The last 24 hours have been busy. Hennepin County finally got around to charging the cop who killed Justine Damond. A good guy with a gun stopped a shooter in a high school in Maryland. And the guy who was terrorizing Austin with bombs blew himself up as the police were closing in.

Of these stories, the one in Maryland is the most important, but also most likely to disappear from the news cycle, because it runs counter to the narrative. See if this argument sways you:

Speaking of fantasies
I'm not sure how Zal (whoever he is, but he's official) plans to stop all kids from getting guns, but I have to imagine a certain amount of fantasy, backed by overwhelming brute force, would be necessarily involved.

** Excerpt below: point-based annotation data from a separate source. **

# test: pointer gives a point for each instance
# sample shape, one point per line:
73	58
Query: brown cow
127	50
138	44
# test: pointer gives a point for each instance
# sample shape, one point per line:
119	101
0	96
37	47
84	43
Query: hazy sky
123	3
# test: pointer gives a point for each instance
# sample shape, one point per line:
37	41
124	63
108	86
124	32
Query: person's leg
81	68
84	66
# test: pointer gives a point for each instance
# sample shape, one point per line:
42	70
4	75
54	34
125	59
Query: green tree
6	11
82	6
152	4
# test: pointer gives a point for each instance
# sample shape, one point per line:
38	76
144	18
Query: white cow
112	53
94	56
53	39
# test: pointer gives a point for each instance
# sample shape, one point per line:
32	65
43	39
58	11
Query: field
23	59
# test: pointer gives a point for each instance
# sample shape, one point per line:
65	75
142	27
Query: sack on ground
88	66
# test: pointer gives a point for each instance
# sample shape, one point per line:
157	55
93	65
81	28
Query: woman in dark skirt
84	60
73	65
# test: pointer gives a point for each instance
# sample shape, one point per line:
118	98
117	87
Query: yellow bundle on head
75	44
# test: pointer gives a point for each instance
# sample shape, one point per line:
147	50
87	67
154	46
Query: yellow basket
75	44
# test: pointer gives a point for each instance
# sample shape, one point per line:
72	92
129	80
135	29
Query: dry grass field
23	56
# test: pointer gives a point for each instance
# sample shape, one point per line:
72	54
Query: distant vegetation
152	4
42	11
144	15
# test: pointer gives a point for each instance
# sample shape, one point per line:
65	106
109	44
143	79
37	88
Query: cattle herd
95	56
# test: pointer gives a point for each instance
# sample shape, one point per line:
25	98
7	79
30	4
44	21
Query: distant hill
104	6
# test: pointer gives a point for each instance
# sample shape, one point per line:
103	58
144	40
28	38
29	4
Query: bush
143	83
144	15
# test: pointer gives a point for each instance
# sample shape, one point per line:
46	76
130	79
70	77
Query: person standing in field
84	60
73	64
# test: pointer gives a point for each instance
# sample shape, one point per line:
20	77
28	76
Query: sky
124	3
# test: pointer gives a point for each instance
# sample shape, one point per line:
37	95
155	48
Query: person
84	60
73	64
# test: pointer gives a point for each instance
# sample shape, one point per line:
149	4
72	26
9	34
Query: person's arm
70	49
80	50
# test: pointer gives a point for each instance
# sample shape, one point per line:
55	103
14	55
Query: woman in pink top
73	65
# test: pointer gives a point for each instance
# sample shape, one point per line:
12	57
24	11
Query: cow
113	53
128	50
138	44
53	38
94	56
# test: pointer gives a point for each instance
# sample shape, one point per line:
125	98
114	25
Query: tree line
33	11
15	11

Apparently in Zal's world, doing what works gets in the way of doing what he wants. And while a 17-year old is not legally an adult, it's misleading to refer to him as a child. Show us your plan, Mr. Zal. Tell us how you're going to prevent "children" from getting guns. Provide details, please.

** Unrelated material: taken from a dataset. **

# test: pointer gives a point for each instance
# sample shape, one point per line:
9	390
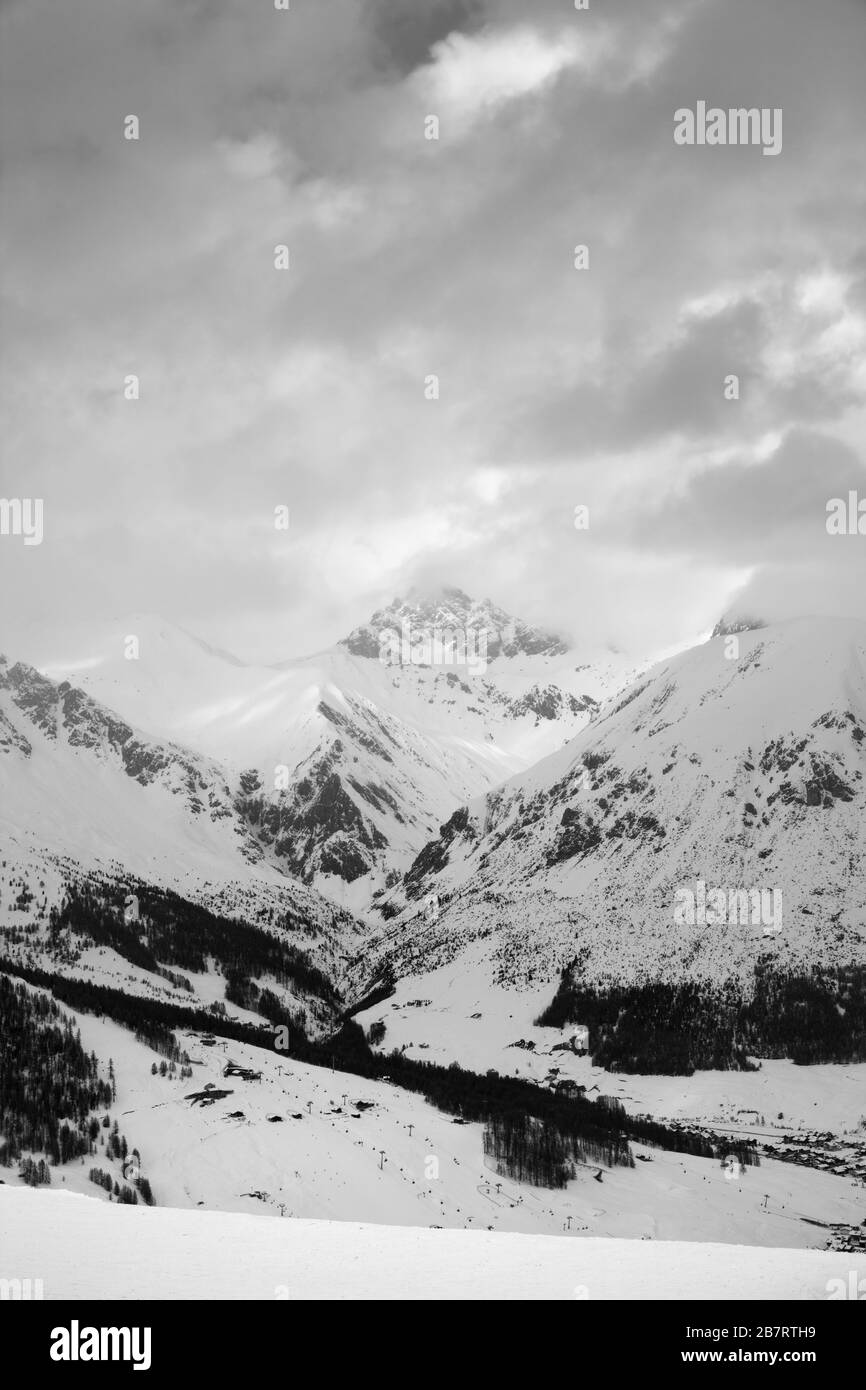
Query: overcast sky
409	257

We'll be watching the Damond case closely, but at this point I only have one conclusion -- it's still awfully tough to convict a cop.

5 comments:

W.B. Picklesworth said...

Zal is quite the contortionist. With an ability like that he could turn his mother into his father. Actually, these days...

jerrye92002 said...

Notice the incorrect verb tense? The officer had to shoot.... because ... the child BROUGHT the gun to school. There was no deterrent effect because "the child" was not deterred. That is not the fault of the deterrent but of someone who will not be deterred, and therein lies the problem. The only way to stop a determined aggressor is with superior force. Certainly the "guns free schools act" did not work, except to present what seemed an easy target for this young nut.

John said...

Through his parsing of facts, Zai's contortion flies in the face of reality.

A protective system has a number of components. A simple analogy would be a home alarm system. You install a system and place warning signs around the home to deter the intruder. It will deter most, but never all. If the intruder enters the home the owner is alerted and perhaps the police are notified. Once they are alerted an appropriate response is required and expected.

The school resource officer acts in much the same way. The majority will see their presence as a deterrent and comply with the rules. Some won't. When this happens their role changes to alert and respond.

jerrye92002 said...

Except by law the school resource officer should not have been allowed to have a gun within 1000 feet of the school, unless that is a sensible exception to an otherwise nonsensical law. It certainly didn't stop the shooter as the "DO SOMETHING with good intentions" law intended.

3john2 said...

The students at Marjory Stoneman that demanded more security are getting it - good and hard.

https://www.nbcnews.com/news/us-news/marjory-stoneman-douglas-students-get-clear-backpacks-safety-measure-n859251

None of these measures, of course, would have prevented the shooting at their school. It's a classic, totalitarian response: ratchet down privacy, rights and liberty in the name of "doing something" - which always seems to benefit the State, not those supposedly being protected.